I remember where I was the day Kurt Cobain died.
Folks who like to wax philosophically talk about the rise of the individual and attribute my generation as the first to really prize individualism and then commercialize it.
In high school we were a strange tribe. Covered in our own backwoods Louisiana interpretations of youth filled angst, we dreamed about being different while likewise being surrounded with those who thought just like us.
We were living together alone.
As angst and teenage introspection turned into honest semi-adult questionings, we all found our answers in certain places. I found mine in the Church. In the ancient history of the people called Christians were outsiders like Anthony of the Desert, St. John of the Cross and the monks of Athos. People who banded together with others to ask questions and express another world.

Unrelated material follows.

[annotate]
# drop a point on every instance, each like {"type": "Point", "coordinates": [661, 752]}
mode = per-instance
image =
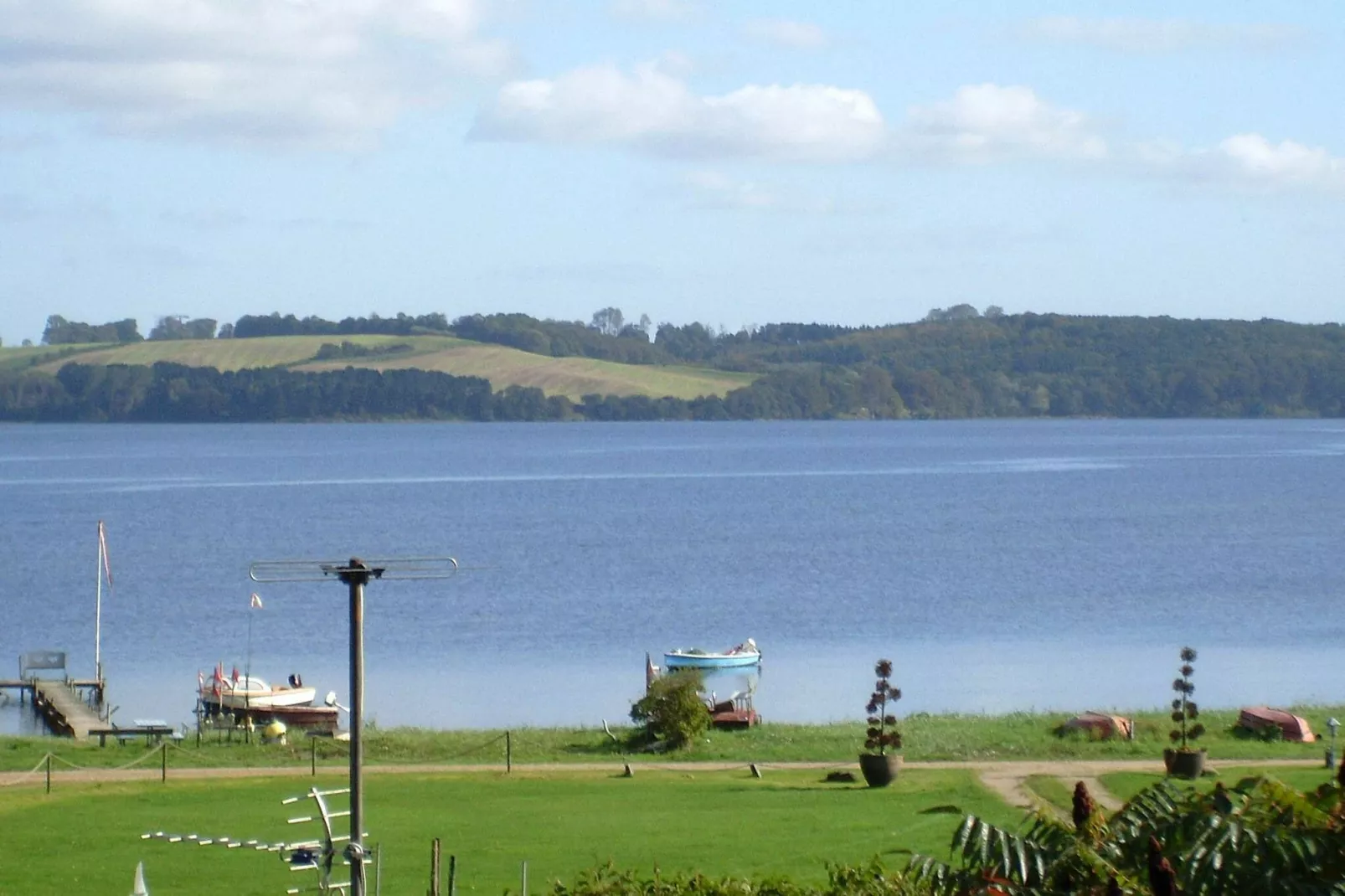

Even then, I was still part of a group prizing individualism in community. We still had questions. We dreamed and hoped for a world beyond our immediate horizons. One where we each had a special place.
The older I get, the more I realize how this group of people of a similar age have a unique set of questions and answers to life. We were formed to the lullaby of a particular space and time.Those who came after us (the millennials) are seen as achievers and doers. I would describe myself as a questioner.
I am an oddball. A pastor in a traditional establishment who writes sermons while listening to Alice in Chains. Long ago I quit thinking I would find that perfect world I looked for years ago and allowed myself to be taken over by the radical divine. Perfection has a new definition, one not about me…but totally about another.
I move around in people not like me and find richness and community inside of relationships only explainable in maturity and growth. The rule book of an individual has been thrown out and replaced by a covenant maintained by many.
I still ask questions. I still dream. I do it with others. For their sake.